FIG. 3 is a diagram showing a finder display example according to a second embodiment of the present invention.

FIG. 4 is a flowchart showing AF / AE frame display processing according to the second embodiment of the present invention.

FIG. 5 is an explanatory diagram for explaining the principle of line-of-sight detection.

FIG. 6 is an explanatory diagram for explaining the principle of line-of-sight detection.

FIG. 7 is a schematic configuration diagram showing an example of a video camera with a line-of-sight function.

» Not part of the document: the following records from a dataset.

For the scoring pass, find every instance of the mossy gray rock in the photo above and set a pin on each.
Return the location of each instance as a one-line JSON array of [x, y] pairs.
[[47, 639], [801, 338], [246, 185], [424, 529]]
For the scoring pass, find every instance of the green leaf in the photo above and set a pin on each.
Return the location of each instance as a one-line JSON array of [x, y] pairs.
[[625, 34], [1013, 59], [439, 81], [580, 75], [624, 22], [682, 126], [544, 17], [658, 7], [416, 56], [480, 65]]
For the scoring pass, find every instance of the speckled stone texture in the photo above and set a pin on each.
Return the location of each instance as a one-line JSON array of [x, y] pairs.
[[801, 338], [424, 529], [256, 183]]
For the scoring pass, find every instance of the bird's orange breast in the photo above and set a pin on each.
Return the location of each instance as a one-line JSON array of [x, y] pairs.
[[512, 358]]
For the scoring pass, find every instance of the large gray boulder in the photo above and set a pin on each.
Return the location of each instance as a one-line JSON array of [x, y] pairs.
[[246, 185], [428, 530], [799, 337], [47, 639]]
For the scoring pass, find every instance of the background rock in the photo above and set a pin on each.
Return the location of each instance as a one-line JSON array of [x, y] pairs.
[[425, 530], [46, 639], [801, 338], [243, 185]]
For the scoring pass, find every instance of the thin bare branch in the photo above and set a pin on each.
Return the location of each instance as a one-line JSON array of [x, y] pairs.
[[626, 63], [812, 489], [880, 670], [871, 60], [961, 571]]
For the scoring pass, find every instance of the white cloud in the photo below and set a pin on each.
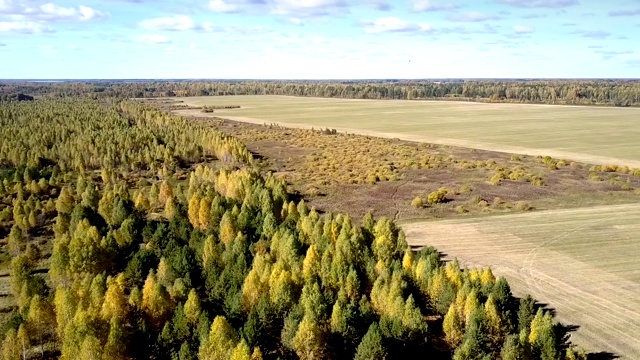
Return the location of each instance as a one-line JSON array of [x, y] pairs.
[[220, 6], [50, 11], [635, 12], [153, 39], [306, 7], [542, 3], [394, 24], [594, 34], [523, 29], [25, 27], [429, 5], [295, 21], [173, 23], [473, 16]]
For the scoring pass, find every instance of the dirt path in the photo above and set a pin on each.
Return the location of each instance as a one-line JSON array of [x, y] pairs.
[[567, 271], [580, 157]]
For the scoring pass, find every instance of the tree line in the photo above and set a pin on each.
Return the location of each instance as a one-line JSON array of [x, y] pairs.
[[574, 92], [222, 263]]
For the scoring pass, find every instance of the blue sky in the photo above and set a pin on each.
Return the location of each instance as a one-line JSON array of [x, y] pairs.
[[319, 39]]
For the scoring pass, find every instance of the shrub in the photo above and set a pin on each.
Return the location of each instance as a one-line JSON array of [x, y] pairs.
[[436, 197], [595, 177], [537, 181], [523, 205]]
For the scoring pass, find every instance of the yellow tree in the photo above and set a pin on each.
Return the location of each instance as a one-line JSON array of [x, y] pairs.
[[141, 202], [40, 319], [204, 213], [64, 204], [453, 327], [10, 346], [494, 318], [156, 301], [221, 341], [115, 301], [241, 352], [308, 342], [194, 210], [166, 191], [170, 208], [90, 349], [228, 229], [192, 307]]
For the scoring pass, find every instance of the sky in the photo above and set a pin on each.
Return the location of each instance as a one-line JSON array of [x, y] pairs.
[[319, 39]]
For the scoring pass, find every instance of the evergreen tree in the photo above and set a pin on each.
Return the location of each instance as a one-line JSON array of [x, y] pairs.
[[372, 345]]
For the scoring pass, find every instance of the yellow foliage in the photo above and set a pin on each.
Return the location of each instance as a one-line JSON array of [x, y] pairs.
[[453, 327], [407, 260]]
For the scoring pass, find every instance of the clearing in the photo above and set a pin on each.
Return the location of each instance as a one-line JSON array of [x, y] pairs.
[[597, 135], [582, 262]]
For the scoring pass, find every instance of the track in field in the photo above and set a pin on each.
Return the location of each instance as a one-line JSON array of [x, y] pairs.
[[597, 135], [582, 262]]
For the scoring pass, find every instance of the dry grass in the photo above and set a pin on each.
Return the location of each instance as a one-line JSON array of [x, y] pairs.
[[582, 262], [588, 134]]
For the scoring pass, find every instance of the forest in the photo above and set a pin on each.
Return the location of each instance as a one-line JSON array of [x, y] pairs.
[[574, 92], [130, 233]]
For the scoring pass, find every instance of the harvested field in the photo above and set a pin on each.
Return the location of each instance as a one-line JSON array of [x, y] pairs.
[[595, 135], [581, 262]]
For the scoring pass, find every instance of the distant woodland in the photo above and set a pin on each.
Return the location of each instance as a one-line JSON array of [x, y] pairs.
[[575, 92], [129, 233]]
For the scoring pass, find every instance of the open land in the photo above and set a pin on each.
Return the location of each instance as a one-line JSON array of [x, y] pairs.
[[582, 262], [578, 255], [598, 135]]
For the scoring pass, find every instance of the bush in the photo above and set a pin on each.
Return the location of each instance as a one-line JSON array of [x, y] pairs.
[[438, 196], [537, 181], [523, 206], [595, 177]]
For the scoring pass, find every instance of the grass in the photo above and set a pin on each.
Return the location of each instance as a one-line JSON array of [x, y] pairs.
[[583, 262], [588, 134]]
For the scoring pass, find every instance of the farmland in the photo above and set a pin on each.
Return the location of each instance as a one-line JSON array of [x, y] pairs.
[[578, 256], [582, 262], [589, 134]]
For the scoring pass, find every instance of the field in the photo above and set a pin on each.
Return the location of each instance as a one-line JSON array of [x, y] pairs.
[[582, 262], [578, 254], [596, 135]]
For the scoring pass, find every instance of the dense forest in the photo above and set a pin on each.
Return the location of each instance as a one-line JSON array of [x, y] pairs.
[[130, 233], [576, 92]]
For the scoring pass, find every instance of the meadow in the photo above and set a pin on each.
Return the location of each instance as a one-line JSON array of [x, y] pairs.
[[599, 135], [582, 262]]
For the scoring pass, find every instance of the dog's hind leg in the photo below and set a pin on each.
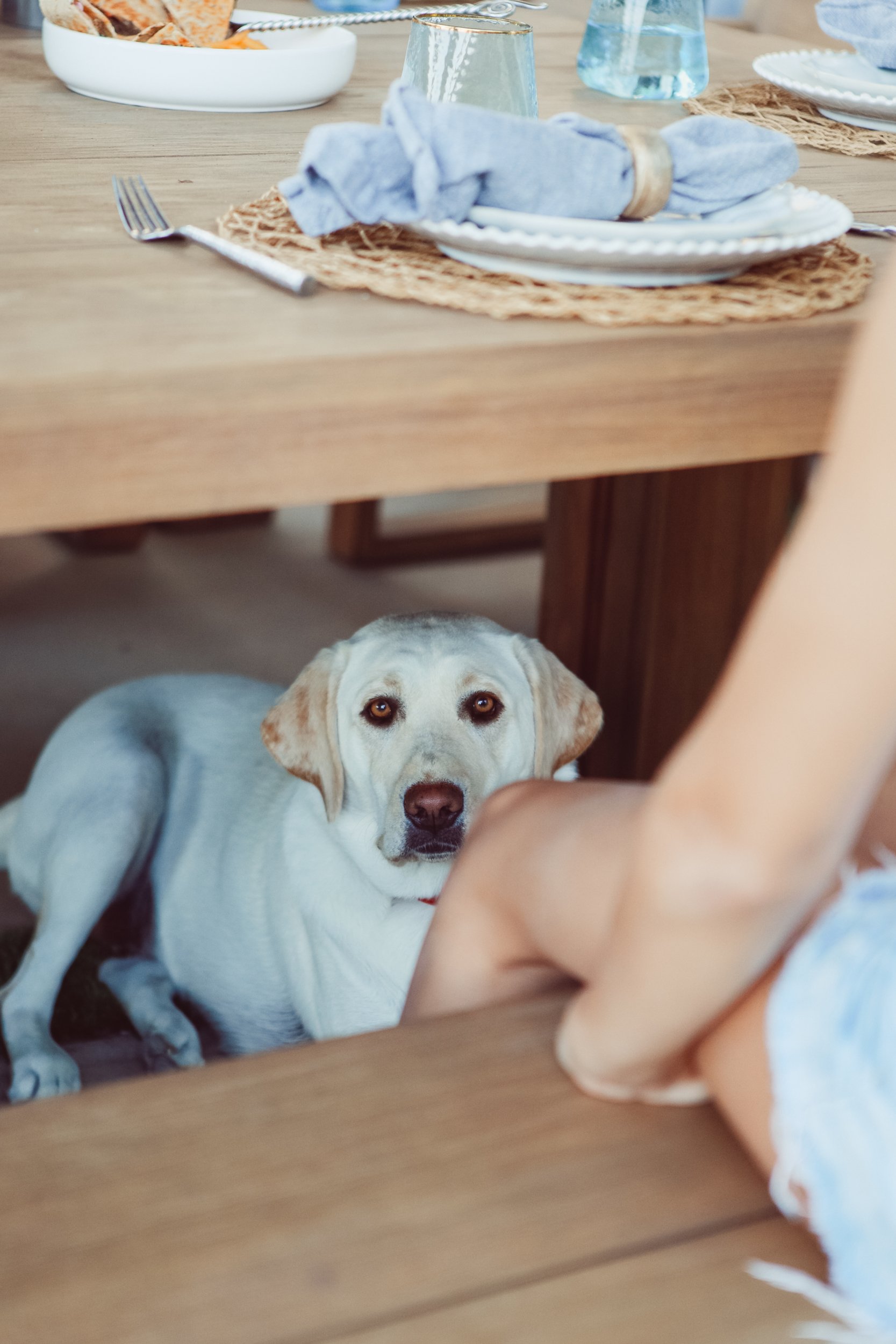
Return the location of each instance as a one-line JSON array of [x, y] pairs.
[[146, 992], [84, 851]]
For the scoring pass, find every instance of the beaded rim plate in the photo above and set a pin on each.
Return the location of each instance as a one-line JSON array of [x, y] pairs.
[[794, 72], [632, 256]]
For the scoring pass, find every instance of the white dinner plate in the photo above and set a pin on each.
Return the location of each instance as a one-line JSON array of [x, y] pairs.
[[845, 100], [303, 69], [598, 253], [851, 72]]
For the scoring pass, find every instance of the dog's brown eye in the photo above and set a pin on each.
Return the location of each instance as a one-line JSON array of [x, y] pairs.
[[484, 707], [381, 711]]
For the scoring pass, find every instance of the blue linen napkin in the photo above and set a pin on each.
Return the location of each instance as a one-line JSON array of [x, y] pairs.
[[870, 25], [436, 160]]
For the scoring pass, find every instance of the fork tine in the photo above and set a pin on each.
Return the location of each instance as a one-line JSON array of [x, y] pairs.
[[121, 208], [138, 225], [144, 218], [151, 202]]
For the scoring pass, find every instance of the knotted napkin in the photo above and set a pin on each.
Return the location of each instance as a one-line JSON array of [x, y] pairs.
[[870, 25], [436, 160]]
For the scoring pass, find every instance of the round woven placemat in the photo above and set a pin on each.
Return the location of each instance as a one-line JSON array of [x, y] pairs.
[[766, 105], [396, 262]]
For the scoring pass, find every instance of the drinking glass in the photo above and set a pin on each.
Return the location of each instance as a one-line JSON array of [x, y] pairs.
[[645, 49], [488, 62]]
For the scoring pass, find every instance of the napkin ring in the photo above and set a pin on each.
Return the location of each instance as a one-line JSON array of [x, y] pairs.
[[653, 171]]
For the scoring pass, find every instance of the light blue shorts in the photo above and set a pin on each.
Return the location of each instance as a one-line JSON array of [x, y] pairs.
[[832, 1047]]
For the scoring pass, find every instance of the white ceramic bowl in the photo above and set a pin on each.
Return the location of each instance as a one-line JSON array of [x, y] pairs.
[[303, 69]]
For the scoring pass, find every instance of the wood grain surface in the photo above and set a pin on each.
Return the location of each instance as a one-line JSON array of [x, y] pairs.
[[434, 1183], [160, 382]]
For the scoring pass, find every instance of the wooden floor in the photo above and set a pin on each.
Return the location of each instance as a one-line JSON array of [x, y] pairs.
[[437, 1183]]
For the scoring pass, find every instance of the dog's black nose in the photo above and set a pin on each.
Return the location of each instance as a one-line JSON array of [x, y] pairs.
[[433, 807]]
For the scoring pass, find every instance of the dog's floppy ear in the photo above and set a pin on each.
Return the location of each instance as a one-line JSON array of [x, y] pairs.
[[567, 714], [300, 730]]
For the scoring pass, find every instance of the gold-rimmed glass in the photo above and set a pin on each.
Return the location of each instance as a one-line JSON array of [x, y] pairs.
[[488, 62]]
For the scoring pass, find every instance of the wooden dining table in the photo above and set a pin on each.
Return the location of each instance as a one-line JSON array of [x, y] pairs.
[[434, 1184], [159, 382], [445, 1182]]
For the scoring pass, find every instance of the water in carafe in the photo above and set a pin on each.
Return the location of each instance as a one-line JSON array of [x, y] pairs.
[[645, 49]]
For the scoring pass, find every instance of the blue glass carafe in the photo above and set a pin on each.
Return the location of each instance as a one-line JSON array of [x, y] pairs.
[[645, 49]]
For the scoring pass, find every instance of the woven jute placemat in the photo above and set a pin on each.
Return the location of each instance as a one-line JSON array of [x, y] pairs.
[[766, 105], [396, 262]]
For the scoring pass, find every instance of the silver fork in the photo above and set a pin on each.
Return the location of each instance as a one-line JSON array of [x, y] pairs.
[[144, 221]]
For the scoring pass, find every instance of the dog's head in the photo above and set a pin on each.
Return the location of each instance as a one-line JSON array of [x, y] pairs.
[[414, 721]]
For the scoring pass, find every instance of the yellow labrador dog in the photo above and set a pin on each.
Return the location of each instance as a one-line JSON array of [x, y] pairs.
[[289, 889]]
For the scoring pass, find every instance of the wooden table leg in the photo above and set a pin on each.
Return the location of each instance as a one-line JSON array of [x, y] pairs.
[[356, 538], [647, 582]]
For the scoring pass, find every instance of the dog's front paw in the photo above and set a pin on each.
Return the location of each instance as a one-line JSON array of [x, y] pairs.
[[173, 1039], [44, 1073]]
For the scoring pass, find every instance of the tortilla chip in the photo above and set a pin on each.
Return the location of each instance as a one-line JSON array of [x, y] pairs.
[[164, 35], [140, 14], [240, 42], [205, 22], [97, 18], [78, 15]]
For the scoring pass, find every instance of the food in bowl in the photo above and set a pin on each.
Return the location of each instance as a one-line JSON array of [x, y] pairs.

FIG. 8 is a diagram showing a viewfinder display example in a conventional video camera with a line-of-sight function.

[Explanation of symbols]

 1 ... Viewfinder display screen 2 ... AF / AE area (without frame display) 3 ... AF / AE area (with frame display) 3a ... AF / AE area frame 701 ... Lens imaging system 702 ... Viewfinder screen 703 ... Viewfinder 706 ... Attention point Detection unit 707 ... Display circuit 708 ... System controller 710 ... Line-of-sight AF / AE frame lock SW

─────────────────────────────────────────────────── ─── Continuation of the front page (51) Int.Cl. ⁶ Identification code Internal reference number FI Technical display location H04N 5/765 H04N 5/91 L

Claims (4)

[Claims] 1. A camera with a line-of-sight detection function that moves the AF / AE area for automatic focusing control and automatic exposure control according to the movement of the gazing point detected by the line-of-sight detection means. 2. A camera with a line-of-sight detection function, further comprising display control means for displaying / erasing an AF / AE area frame indicating the AF / AE area on a finder screen according to an operating environment. 2. The display control means is configured to lock the AF / AE area only in the lock mode.
The camera with a visual axis detection function according to claim 1, wherein an area frame is displayed. 3. The display control means sets the A when the lock mode for locking the AF / AE area is set.
The camera with a visual axis detection function according to claim 1, wherein the F / AE area frame is displayed and is erased after a predetermined time has elapsed. 4. The AF / AE unit according to the movement of the gazing point detected by the line-of-sight detecting unit.
In the eye tracking mode for moving the area, the AF / AE
The camera with a visual axis detection function according to claim 1, wherein an area frame is displayed and is erased when a lock mode for locking the AF / AE area is set.